NEW CENTER TO CREATE BETTER SENSORS FOR EVERYDAY LIVING

FAYETTEVILLE, Ark. - The University of Arkansas has won a $1 million grant to start a new center that may produce smaller, more sensitive sensors for potential use in industry, medicine, food processing and everyday life.

The University will receive the grant over the next two years from the National Science Foundation, along with matching funds from the University, to create the Center for Advanced Sensing Technology, said Distinguished Professor of chemistry Charles Wilkins, principal investigator for the grant.

"The overall idea is to study sensing technology from fundamental research to application," Wilkins said.

The University already has most of the faculty and technology in place to create such a center, Wilkins said.
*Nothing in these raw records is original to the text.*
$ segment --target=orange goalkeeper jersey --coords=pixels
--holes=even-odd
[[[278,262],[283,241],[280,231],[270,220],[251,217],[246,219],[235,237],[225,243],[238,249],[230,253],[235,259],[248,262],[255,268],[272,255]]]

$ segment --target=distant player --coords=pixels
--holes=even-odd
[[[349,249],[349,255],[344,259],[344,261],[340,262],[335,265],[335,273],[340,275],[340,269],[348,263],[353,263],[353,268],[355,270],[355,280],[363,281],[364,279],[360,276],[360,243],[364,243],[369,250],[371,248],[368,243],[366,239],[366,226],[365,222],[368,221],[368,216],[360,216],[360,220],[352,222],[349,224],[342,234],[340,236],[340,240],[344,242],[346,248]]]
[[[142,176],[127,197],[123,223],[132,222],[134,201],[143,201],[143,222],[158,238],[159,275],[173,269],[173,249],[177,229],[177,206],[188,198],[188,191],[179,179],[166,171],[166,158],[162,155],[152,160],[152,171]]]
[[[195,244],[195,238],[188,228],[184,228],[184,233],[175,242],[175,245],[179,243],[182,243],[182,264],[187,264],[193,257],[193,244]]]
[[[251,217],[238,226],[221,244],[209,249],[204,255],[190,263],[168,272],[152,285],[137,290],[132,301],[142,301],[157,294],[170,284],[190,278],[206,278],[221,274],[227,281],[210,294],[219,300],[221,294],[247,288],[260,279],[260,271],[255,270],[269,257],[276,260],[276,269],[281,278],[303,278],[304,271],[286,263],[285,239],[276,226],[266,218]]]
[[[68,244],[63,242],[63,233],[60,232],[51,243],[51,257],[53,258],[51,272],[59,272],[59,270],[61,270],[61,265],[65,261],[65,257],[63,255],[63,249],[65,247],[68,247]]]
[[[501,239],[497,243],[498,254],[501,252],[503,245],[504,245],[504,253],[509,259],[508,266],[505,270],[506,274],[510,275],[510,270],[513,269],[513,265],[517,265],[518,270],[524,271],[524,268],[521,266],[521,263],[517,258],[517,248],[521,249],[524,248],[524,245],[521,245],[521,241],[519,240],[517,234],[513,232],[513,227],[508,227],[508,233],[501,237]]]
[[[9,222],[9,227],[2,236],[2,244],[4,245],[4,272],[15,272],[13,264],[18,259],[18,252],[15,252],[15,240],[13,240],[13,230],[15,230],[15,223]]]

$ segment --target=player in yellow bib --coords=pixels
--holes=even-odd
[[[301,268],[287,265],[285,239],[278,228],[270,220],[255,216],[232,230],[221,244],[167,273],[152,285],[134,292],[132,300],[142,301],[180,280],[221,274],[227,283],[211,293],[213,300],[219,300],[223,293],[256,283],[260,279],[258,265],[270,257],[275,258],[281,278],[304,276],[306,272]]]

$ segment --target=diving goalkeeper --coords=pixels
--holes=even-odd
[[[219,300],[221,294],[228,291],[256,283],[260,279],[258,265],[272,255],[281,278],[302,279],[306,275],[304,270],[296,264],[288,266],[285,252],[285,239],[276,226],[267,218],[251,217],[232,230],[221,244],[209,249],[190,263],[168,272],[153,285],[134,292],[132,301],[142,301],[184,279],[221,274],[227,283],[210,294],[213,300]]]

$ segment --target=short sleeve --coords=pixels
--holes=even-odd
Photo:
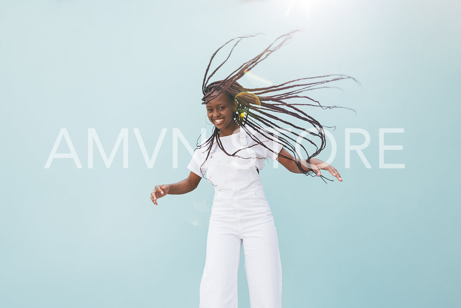
[[[260,136],[260,138],[259,138],[260,140],[262,141],[265,145],[269,148],[269,149],[272,150],[272,151],[273,151],[273,152],[272,152],[271,151],[271,150],[264,148],[266,150],[265,157],[267,158],[270,158],[272,161],[275,160],[277,159],[277,157],[278,157],[278,153],[280,153],[282,149],[284,147],[283,145],[277,142],[277,137],[273,137],[266,133],[265,134],[272,139],[275,139],[275,141],[274,141],[263,136],[261,134],[259,134]]]
[[[188,169],[201,177],[203,177],[205,174],[207,173],[205,164],[201,166],[201,168],[200,167],[203,163],[203,156],[202,153],[203,151],[203,148],[199,148],[195,150],[194,155],[192,155],[192,158],[190,160],[190,162],[187,166]]]

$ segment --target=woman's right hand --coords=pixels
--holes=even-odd
[[[150,199],[154,204],[158,205],[159,205],[157,204],[157,199],[166,196],[169,191],[170,187],[168,185],[155,185],[155,187],[150,193]]]

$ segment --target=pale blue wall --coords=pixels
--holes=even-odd
[[[362,86],[346,81],[337,85],[343,92],[310,93],[357,111],[312,110],[337,127],[332,164],[343,182],[325,185],[272,163],[261,171],[284,307],[461,306],[459,4],[291,3],[0,2],[2,307],[198,307],[213,187],[202,181],[158,206],[149,194],[189,174],[180,142],[172,168],[172,131],[193,145],[206,127],[201,86],[213,52],[265,33],[236,50],[230,69],[296,28],[305,31],[254,73],[274,83],[344,73]],[[83,168],[69,158],[44,168],[61,128]],[[108,155],[128,129],[128,169],[121,147],[107,169],[95,145],[88,168],[89,128]],[[135,128],[149,155],[167,128],[152,169]],[[354,152],[345,168],[346,128],[369,133],[371,169]],[[386,135],[386,144],[403,149],[386,151],[385,162],[405,169],[378,168],[380,128],[404,129]],[[356,134],[351,143],[364,140]],[[62,143],[58,152],[68,151]],[[249,307],[243,266],[239,307]]]

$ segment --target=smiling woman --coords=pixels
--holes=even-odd
[[[190,171],[187,178],[173,184],[157,185],[151,194],[151,199],[157,205],[158,199],[167,194],[193,190],[202,177],[214,187],[207,257],[200,284],[201,308],[237,307],[237,273],[242,245],[251,307],[281,307],[282,265],[278,241],[274,218],[259,175],[266,159],[278,160],[294,173],[322,176],[320,170],[324,169],[338,181],[343,181],[336,169],[314,158],[325,146],[323,127],[299,109],[302,106],[322,108],[336,106],[322,106],[308,97],[298,94],[323,87],[321,85],[327,83],[352,77],[327,75],[301,78],[256,89],[243,88],[236,82],[285,44],[294,32],[278,38],[225,79],[207,85],[227,60],[232,51],[226,60],[207,76],[217,53],[236,40],[233,50],[242,39],[254,36],[231,40],[215,52],[203,79],[202,99],[207,116],[214,125],[213,133],[194,152],[187,167]],[[284,92],[280,93],[281,91]],[[263,96],[267,93],[271,96]],[[287,103],[284,101],[293,98],[307,99],[315,103]],[[292,124],[294,121],[279,118],[276,116],[277,114],[302,120],[317,128],[317,133],[310,133],[320,139],[320,145],[317,146],[301,136],[303,128]],[[290,125],[292,129],[282,128],[282,124]],[[307,140],[316,147],[316,151],[307,154],[307,159],[301,159],[292,144],[295,138]],[[306,149],[301,147],[307,154]]]

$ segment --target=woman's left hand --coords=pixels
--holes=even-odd
[[[329,172],[333,176],[335,176],[338,179],[338,181],[343,181],[343,179],[341,178],[341,175],[339,175],[339,172],[338,170],[336,169],[336,168],[331,166],[329,163],[325,163],[323,161],[320,160],[318,158],[311,158],[309,161],[311,165],[307,166],[308,168],[310,168],[312,169],[314,172],[317,175],[320,176],[320,169],[322,170],[326,170]]]

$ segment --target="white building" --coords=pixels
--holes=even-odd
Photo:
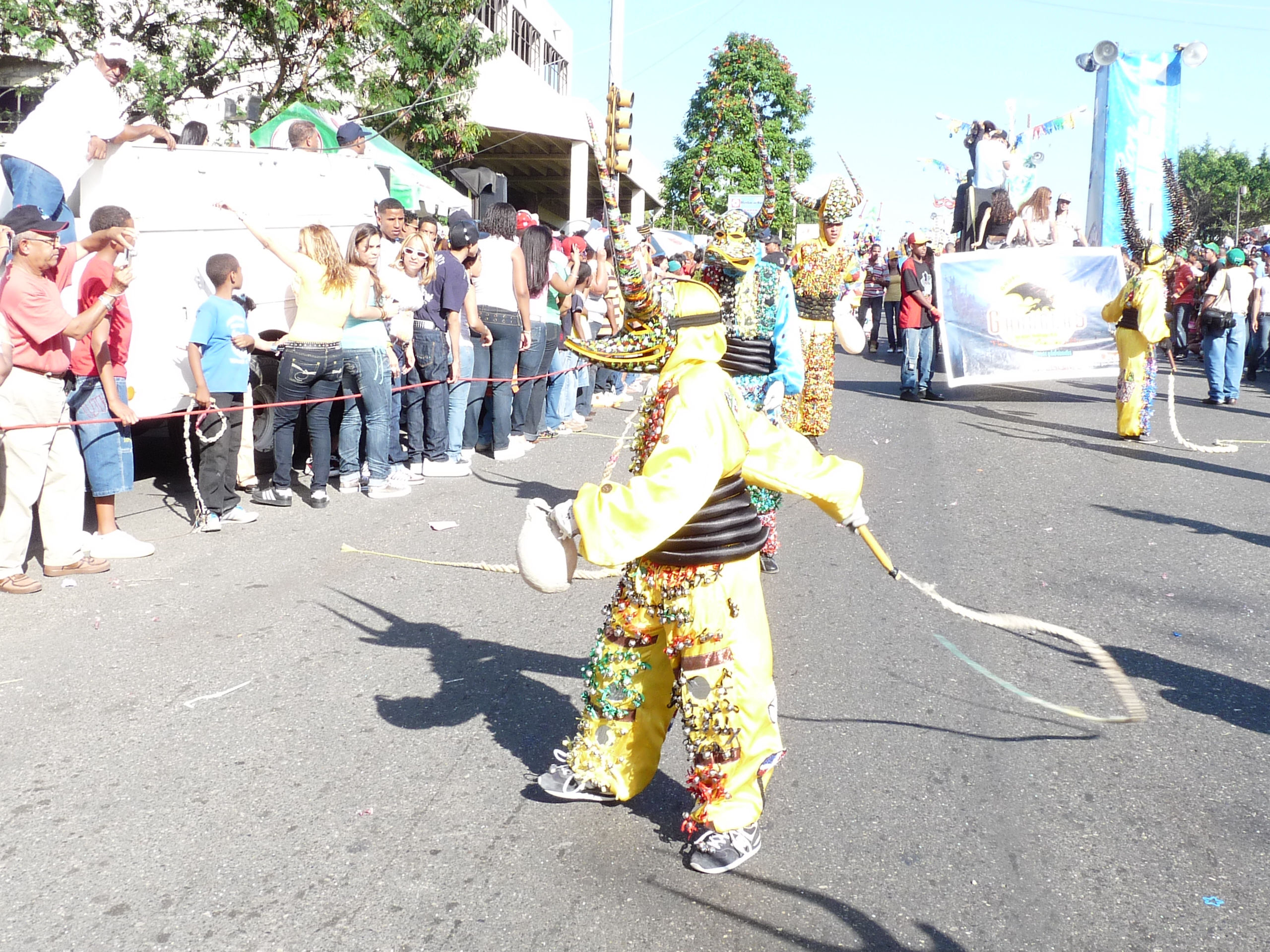
[[[597,11],[607,15],[607,6]],[[479,71],[469,118],[489,135],[470,165],[507,175],[508,201],[545,222],[598,217],[603,198],[587,116],[603,137],[605,108],[570,94],[573,29],[546,0],[486,0],[478,17],[485,30],[507,37],[507,48]],[[632,132],[638,141],[638,118]],[[659,176],[631,151],[621,206],[636,222],[645,208],[662,206]]]

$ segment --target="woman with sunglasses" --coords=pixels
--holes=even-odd
[[[356,275],[353,303],[344,321],[343,383],[344,418],[339,424],[339,491],[362,490],[362,433],[366,434],[367,495],[395,499],[409,486],[389,481],[389,438],[392,405],[392,374],[398,362],[389,345],[385,320],[399,305],[376,274],[380,232],[370,223],[358,225],[348,237],[348,265]],[[358,396],[353,396],[353,395]]]

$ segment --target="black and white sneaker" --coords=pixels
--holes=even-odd
[[[574,774],[573,768],[565,763],[566,754],[563,750],[555,751],[555,758],[560,763],[551,764],[551,769],[538,774],[538,786],[556,800],[591,800],[597,803],[613,803],[617,795],[591,781],[580,781]]]
[[[749,826],[726,833],[701,830],[692,838],[688,866],[706,875],[728,872],[754,856],[762,845],[763,834],[757,820]]]

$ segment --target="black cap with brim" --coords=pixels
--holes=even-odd
[[[3,220],[0,220],[0,225],[13,228],[17,235],[20,235],[24,231],[38,231],[44,235],[56,235],[69,223],[70,222],[57,221],[56,218],[46,218],[44,213],[33,204],[19,204]]]

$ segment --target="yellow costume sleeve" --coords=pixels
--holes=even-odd
[[[737,419],[749,442],[740,471],[745,482],[810,499],[834,522],[851,514],[864,486],[860,463],[820,456],[806,437],[773,424],[763,413],[742,406]]]
[[[679,381],[665,401],[665,419],[657,448],[630,485],[587,484],[578,490],[573,517],[582,533],[579,552],[596,565],[625,565],[674,534],[700,509],[725,471],[725,458],[744,456],[744,437],[734,421],[715,377],[695,372]],[[733,466],[735,470],[735,465]]]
"We have campus facilities that are state of the art for engineering and fabricating these items," Wilkins said. The recently established University of Arkansas statewide mass spectrometry facility includes two new mass spectrometers funded by a previous NSF grant, and four other chemistry professors, Don Bobbitt, Ingrid Fritsch Ken Turnbull and David Paul, are involved in work to create small sensors. Other faculty involved in the center’s initial phase include researchers in poultry science and engineering.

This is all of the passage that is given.